In most cases you can omit the dialect entirely and let Hibernate detect it from the connection.

The ddl-auto options

spring.jpa.hibernate.ddl-auto controls how Hibernate reconciles your entities with the schema on startup.

ValueBehaviour
noneDo nothing (production default for managed schemas)
validateVerify the schema matches entities; fail fast on mismatch
updateAdd missing tables/columns; never drops anything
createDrop and recreate the schema on startup
create-dropCreate on startup, drop on shutdown

Warning: Never use update, create, or create-drop against a production MySQL database.
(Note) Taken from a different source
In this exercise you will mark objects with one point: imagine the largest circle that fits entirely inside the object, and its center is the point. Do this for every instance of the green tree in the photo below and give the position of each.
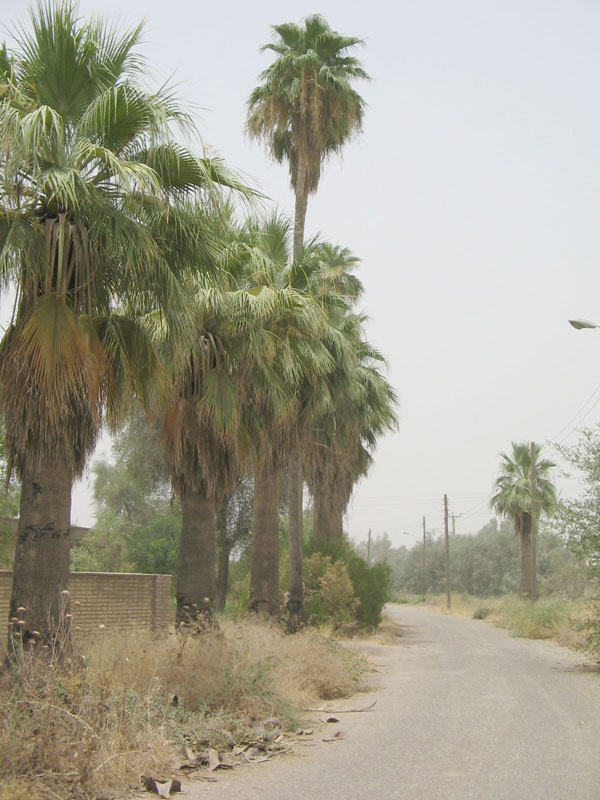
(305, 110)
(89, 167)
(513, 499)
(234, 526)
Use validate and manage schema changes with Flyway or Liquibase.

Running MySQL in Docker

The quickest way to get a local MySQL server is Docker. This starts MySQL 8 with a database and user matching the config above.
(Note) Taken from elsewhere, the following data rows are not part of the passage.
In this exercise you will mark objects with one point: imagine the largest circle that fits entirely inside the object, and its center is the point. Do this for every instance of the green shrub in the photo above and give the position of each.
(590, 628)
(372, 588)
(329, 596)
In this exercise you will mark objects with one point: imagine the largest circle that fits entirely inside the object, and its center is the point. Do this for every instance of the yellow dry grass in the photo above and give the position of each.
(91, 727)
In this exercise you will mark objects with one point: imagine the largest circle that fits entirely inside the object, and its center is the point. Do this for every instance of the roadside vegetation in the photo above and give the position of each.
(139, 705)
docker run --name mysql-shop \
  -e MYSQL_ROOT_PASSWORD=rootpass \
  -e MYSQL_DATABASE=shopdb \
  -e MYSQL_USER=shop \
  -e MYSQL_PASSWORD=secret \
  -p 3306:3306 \
  -d mysql:8

Verify it is accepting connections:

docker exec -it mysql-shop mysql -ushop -psecret -e "SHOW DATABASES;"

Output:

+--------------------+
| Database           |
+--------------------+
| information_schema |
| shopdb             |
+--------------------+

A minimal entity and repository

Nothing in your persistence code is MySQL-specific. The same entity that runs on H2 runs on MySQL.

@Entity
@Table(name = "products")
public class Product {

    @Id
    @GeneratedValue(strategy = GenerationType.IDENTITY)
    private Long id;

    @Column(nullable = false)
    private String name;

    private BigDecimal price;
    // constructors, getters, setters
}
public interface ProductRepository extends JpaRepository<Product, Long> {
    List<Product> findByNameContainingIgnoreCase(String fragment);
}

GenerationType.IDENTITY maps naturally to a MySQL AUTO_INCREMENT column.

Best Practices

  • Externalize credentials with environment variables or a secrets manager; never commit passwords to application.yml.
  • Use ddl-auto: validate in production and drive schema evolution with migrations.
  • Configure the HikariCP connection pool explicitly for production traffic.
  • Let Hibernate auto-detect the dialect unless you have a specific reason to pin it.
  • Use UTF-8 (utf8mb4) collation on your database to store the full Unicode range, including emoji.